In Pakistan and several other countries across South Asia, there are significant challenges with the allocation of aid. This aid primarily refers to funding directed towards Non-Profit Organizations (NPOs) and Non-Governmental Organizations (NGOs) engaged in various initiatives at the regional, provincial, or national levels. Despite the pressing need for increased social development aid, there persists a notable discrepancy in getting aid to the appropriate recipients in a timely manner. This challenge, however, does not primarily stem from corruption, lack of consideration, or a deficit of willpower. Instead, the primary culprit is disorganization.

Why Disorganization in Aid in Gilgit Baltistan?

In the context described, aid refers to the support received by Non-Profit Organizations (NPOs) and Non-Governmental Organizations (NGOs) from various sources such as governments, other NGOs, and agencies. While foreign monetary aid is a notable example, it’s not the sole form of aid. Instead, we’re focusing on how these organizations acquire support from different entities within their own country or from international sources.

In the West, aid is usually funded through open sources like DFID or UNAID or other forms. The aid is not given purely as a donation instead it has many steps where it asks one for their organisational information and so on. It even has many funding rounds (stages) of accquiring monteary funds. This allows one to approach each agency, and explain clearly what is needed and what is meant.

This is not the case in Pakistan.

  1. Limited Resources Distribution: When government funding is allocated without transparency or accountability, it can result in a few select NGOs receiving the majority of the resources, leaving others with limited support.
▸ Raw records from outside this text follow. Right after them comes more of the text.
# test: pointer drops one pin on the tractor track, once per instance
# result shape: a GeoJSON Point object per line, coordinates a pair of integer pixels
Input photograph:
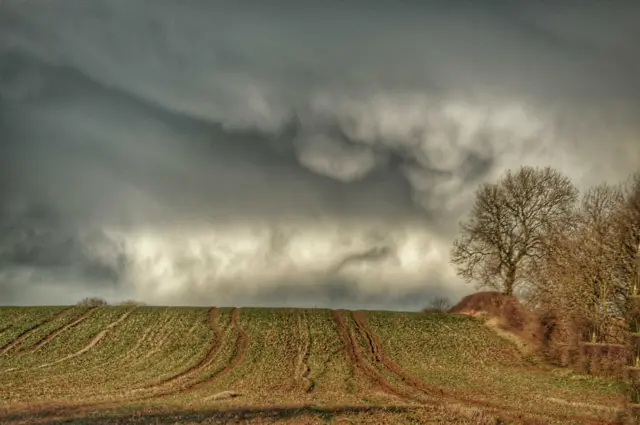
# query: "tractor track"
{"type": "Point", "coordinates": [24, 335]}
{"type": "Point", "coordinates": [211, 353]}
{"type": "Point", "coordinates": [241, 345]}
{"type": "Point", "coordinates": [416, 384]}
{"type": "Point", "coordinates": [48, 338]}
{"type": "Point", "coordinates": [359, 364]}
{"type": "Point", "coordinates": [302, 362]}
{"type": "Point", "coordinates": [94, 341]}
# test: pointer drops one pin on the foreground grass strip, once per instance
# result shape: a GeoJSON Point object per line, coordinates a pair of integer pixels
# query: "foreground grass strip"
{"type": "Point", "coordinates": [48, 338]}
{"type": "Point", "coordinates": [96, 339]}
{"type": "Point", "coordinates": [26, 333]}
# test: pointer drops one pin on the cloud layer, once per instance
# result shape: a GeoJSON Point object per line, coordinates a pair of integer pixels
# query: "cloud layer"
{"type": "Point", "coordinates": [274, 153]}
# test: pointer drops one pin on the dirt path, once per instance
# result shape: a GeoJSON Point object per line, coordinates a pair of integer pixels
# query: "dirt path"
{"type": "Point", "coordinates": [440, 395]}
{"type": "Point", "coordinates": [48, 338]}
{"type": "Point", "coordinates": [96, 339]}
{"type": "Point", "coordinates": [24, 335]}
{"type": "Point", "coordinates": [302, 366]}
{"type": "Point", "coordinates": [359, 364]}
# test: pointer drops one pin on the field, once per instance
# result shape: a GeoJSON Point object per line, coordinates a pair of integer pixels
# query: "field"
{"type": "Point", "coordinates": [170, 365]}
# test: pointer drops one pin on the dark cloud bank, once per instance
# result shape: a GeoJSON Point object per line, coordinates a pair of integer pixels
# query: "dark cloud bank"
{"type": "Point", "coordinates": [288, 153]}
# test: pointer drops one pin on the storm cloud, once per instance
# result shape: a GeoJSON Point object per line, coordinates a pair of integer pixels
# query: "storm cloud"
{"type": "Point", "coordinates": [288, 153]}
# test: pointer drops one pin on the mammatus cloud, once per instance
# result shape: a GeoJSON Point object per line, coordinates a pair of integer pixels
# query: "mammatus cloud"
{"type": "Point", "coordinates": [266, 153]}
This can hinder the overall development and impact of the NGO sector.
  2. Inequality and Unfair Practices: Without transparency, there’s a risk of inequality and unfair practices in the selection process for funding. NGOs that have connections or political affiliations may receive preferential treatment over others, regardless of their effectiveness or impact.
  3. Dependency on Government Funding: NGOs and NPOs becoming overly reliant on government funding can be problematic, especially when the funding allocation process lacks transparency. Dependence on a single funding source can undermine the independence and autonomy of these organizations, limiting their ability to pursue their mission effectively.
  4. Potential Solutions:
    • Advocacy for Transparency: NGOs and NPOs, along with civil society organizations, can advocate for greater transparency and accountability in the allocation of government funding. This can involve lobbying for policy reforms that mandate transparent processes for funding distribution.
    • Diversification of Funding Sources: Encouraging NGOs to diversify their funding sources can reduce dependency on government funding. This may involve seeking support from international donors, private foundations, corporate sponsors, and individual donors.
    • Capacity Building: Providing capacity-building support to NGOs and NPOs can help them become more sustainable and resilient, reducing their reliance on government funding. This support can include training in fundraising, financial management, and organizational development.
    • Networking and Collaboration: NGOs can also collaborate and network with each other to share resources, best practices, and advocacy efforts. Collective action can amplify their voices and increase their influence in advocating for fair and transparent funding practices.

Addressing these challenges requires collective action from NGOs, NPOs, government agencies, and civil society to promote transparency, accountability, and equitable distribution of resources in Pakistan’s development sector.

In Gilgit Baltistan, the NGO has tried to push the government away from this model, and we have reached somewhat success however much work is needed to bring Western model of foreign aid into good governance.